New York vs Athens — what do you love, and what not?
Well, New York is the only place where I truly feel at home, where I feel a real sense of belonging. Athens has always been more connected to my past, and in some ways, also an escape. However, there has been a lot of energy in Athens recently, a real sense of growth and possibility. It is also much easier to experiment and try new things there from a financial perspective.
I feel London sits somewhere in the middle, if it has to enter the chat.
What is it that makes Athens special for you?
Nostalgia mixed with hope. It is a weird feeling, where happy memories from the past and hopes for a better future can somehow coexist. It feels like we have a second chance, another shot to make something really great of our country and move forward while learning from the shortcomings and failures of others.
What do you consider the most important achievements you have accomplished and keep closest to your heart?
Managing to move to New York on my own, attending an Ivy League university without being a legacy admission, and always trying to do professionally what I truly feel is right. I rarely compromise, and I try to turn everything that comes my way into an opportunity.
A story you will never forget
I don’t know, there are so many. Sometimes, I feel our lives are somewhat predetermined, and we simply have to move through them while trying to become the best version of ourselves. I’m not suggesting we go through life passively, on the contrary, I feel that if one can do something, one must do it, in a somewhat Zarathustra-like way. It is just that I have often felt some sort of invisible guidance in my life. I have experienced many serendipitous moments along the way.
When you enter a space, what is the first thing you notice?
The light and the architectural integrity. I focus on the primitive aspects of a space, the things that truly matter and define its essential qualities.
Three places you love returning to, and why?

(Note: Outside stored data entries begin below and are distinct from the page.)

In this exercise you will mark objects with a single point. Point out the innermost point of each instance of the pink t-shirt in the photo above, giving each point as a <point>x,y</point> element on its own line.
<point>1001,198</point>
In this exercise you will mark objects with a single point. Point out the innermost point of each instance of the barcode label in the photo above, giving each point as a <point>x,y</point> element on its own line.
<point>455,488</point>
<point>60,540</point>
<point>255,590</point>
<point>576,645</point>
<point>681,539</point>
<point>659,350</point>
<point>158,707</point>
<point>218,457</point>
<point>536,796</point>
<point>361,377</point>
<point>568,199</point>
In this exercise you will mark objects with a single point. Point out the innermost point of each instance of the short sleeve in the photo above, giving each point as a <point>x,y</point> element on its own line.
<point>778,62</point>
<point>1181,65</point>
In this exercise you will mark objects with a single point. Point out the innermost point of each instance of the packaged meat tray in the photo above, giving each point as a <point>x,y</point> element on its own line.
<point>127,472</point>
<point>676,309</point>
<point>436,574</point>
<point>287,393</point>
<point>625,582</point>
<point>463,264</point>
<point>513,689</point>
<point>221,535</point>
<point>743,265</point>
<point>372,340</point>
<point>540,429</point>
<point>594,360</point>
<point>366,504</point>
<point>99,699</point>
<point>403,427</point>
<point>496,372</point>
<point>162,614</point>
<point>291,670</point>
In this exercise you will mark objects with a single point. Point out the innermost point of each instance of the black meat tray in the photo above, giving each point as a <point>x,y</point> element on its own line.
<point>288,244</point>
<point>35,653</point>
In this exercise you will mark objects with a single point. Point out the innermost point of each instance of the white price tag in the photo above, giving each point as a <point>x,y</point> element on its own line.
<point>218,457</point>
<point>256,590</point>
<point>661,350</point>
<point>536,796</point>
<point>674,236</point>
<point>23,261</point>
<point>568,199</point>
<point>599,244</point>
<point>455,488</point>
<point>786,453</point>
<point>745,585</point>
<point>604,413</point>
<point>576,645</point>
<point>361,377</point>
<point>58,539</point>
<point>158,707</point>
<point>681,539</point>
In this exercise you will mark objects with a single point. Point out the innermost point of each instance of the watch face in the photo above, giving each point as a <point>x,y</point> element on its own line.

New York, London and Athens. My three homes.
Έχεις σχεδιάσει κάποια αντικείμενα ή custom made έπιπλα για συγκεκριμένους χώρους
We almost always design custom pieces for our clients or source antiques. We never buy generic furniture, it is one of my pet peeves.
Your own definition of beauty
Honesty, clarity, and restraint, those are probably the three things I value most.
What do you consider authentic?
Unapologetic attitudes. When you are not afraid to be who you really are and to develop yourself outside the boxes society has created for us. Sometimes those boxes can even come from more progressive or liberal spaces.
I find it very attractive when people question everything and step outside of herd mentality in search of their own truth.
What would you design for TheAuthentics.gr?
Probably a long pause. We live in such an overstimulated world that I find myself increasingly interested in creating moments of clarity, spaces that remove noise and allow people to search for their authentic truth.